In fact, the fact that “1899” does not try to explain its darkest points, but instead builds something new based on an apparently meaningless event, is a brilliant narration bet. Both Friese and Odar support their new creation due to the absence of comprehensible data, since they dose the information so that from time to time it drops a depth charge in the twists of scripts. This, without a doubt, is the strongest point of the series.
Likewise, it is worth mentioning that the contribution of numerous characters and the use of several languages are an attraction that does not go unnoticed. Although for some it could be heavy for so much information at first, the personal stories that are presented manage to catch the viewer, especially due to the fact that each immigrant speaks their own language, a gesture that is worth a lot.
However, that could also work as your Achilles heel. The fact that “1899” manages to develop its story on many fronts could overwhelm with so many subplots, to the point that it leaves the impression that many mysteries will remain unsolved. Although, in reality, there is not much to worry about in that sense, since its creators are characterized by concluding each plot they develop, as happened with "Dark".
Regarding the technical plane, the German series leaves the bar high. On the one hand, Ben Frost is in charge of a powerful and accurate soundtrack that maintains the tension minute by minute. In turn, Nikolaus Summerer's photographic eye is capable of taking the small scenarios of the story to another level, also adding to the use of special effects worthy of a Netflix fiction series.

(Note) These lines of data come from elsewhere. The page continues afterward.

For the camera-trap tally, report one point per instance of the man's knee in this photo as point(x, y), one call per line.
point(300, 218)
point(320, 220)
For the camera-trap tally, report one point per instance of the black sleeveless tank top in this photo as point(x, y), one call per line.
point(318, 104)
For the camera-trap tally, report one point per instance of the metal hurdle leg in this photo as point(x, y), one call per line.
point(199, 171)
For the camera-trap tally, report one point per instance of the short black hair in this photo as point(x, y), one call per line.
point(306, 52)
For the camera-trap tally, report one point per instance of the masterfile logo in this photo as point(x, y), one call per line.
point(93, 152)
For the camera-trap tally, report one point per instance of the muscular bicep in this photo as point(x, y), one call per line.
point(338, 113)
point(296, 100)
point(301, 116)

Finally, the performances are outstanding, especially those of the main duo who bring out their on-screen chemistry: Andreas Pietschmann, who plays Eyk, a ship captain who must face terrifying visions of his life while trying to fight the unknown; and Emily Beecham, as Maura, the key to all the mystery surrounding the plot on the high seas and what is to come in the next episodes of "1899". They are also joined by Aneurin Barnard, Fflyn Edwards, Clara Rosager, José Pimentão and Miguel Bernardeau.

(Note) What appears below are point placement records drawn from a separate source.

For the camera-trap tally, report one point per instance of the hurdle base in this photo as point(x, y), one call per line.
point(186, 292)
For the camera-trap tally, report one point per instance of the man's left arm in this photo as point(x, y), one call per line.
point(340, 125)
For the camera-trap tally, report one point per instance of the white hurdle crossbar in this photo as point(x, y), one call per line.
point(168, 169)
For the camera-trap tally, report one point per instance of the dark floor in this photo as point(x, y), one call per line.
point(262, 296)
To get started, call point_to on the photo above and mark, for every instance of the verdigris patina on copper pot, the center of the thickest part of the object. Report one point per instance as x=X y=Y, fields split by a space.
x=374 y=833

Also read: What are the Most Anticipated Streaming Premieres for December?
Netflix and Its Successes with Science Fiction
Since last November 17, "1899" has become the number one series on Netflix in several countries. According to data from the streaming platform itself, the story created by Baran bo Odar and Jantje Friese exceeded 79 million hours viewed in its first week. This figure increased considerably for the following week, as it reached 88 million views. Will this be the beginning of the success of Netflix's new fictional gem?
Part of the recognition that the German series is having is due to the fact that its creators have already brought a fascinating story to streaming: “Dark”. At the time, this became a cultural phenomenon by touching on topics such as time travel, paradoxes and quantum physics, a formula that did not guarantee success at first. However, in the end, the complex plot left a mark that is difficult to erase on the streaming platform.

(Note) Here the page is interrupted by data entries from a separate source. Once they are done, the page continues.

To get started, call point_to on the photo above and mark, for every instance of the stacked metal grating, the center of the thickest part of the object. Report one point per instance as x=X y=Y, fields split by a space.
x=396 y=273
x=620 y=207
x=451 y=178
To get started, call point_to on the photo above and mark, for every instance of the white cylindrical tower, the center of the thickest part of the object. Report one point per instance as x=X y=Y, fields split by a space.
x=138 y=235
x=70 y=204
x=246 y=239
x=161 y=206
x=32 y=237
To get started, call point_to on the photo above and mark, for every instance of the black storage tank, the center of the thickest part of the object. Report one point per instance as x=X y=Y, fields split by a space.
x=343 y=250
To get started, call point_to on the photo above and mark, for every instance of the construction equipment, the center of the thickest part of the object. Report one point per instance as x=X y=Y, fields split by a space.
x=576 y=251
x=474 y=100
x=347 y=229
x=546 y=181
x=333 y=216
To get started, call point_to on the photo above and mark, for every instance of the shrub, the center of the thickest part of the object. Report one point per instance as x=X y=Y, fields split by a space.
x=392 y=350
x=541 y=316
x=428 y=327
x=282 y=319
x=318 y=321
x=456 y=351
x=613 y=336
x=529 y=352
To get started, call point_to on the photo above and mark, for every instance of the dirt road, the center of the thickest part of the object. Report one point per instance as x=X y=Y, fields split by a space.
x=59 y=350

For its part, another of the most striking science fiction stories of the last decade goes through "Black Mirror". And it is that since its arrival on Netflix, the British series has gained greater relevance worldwide due to its anthological stories about the dark aspects of technology. Five seasons, a special and an interactive movie are the result of one of the best views on science fiction today.
And if we talk about fiction on Netflix, we cannot fail to mention "Stranger Things". At the beginning of 2022, a fourth season was released that broke all kinds of records (287 million views in the first week), something that made it clear that this genre suits the streaming giant quite well. In other words, this trend continues to bear fruit, and they very surely trust that "1899" will also become a fictional success in their catalog.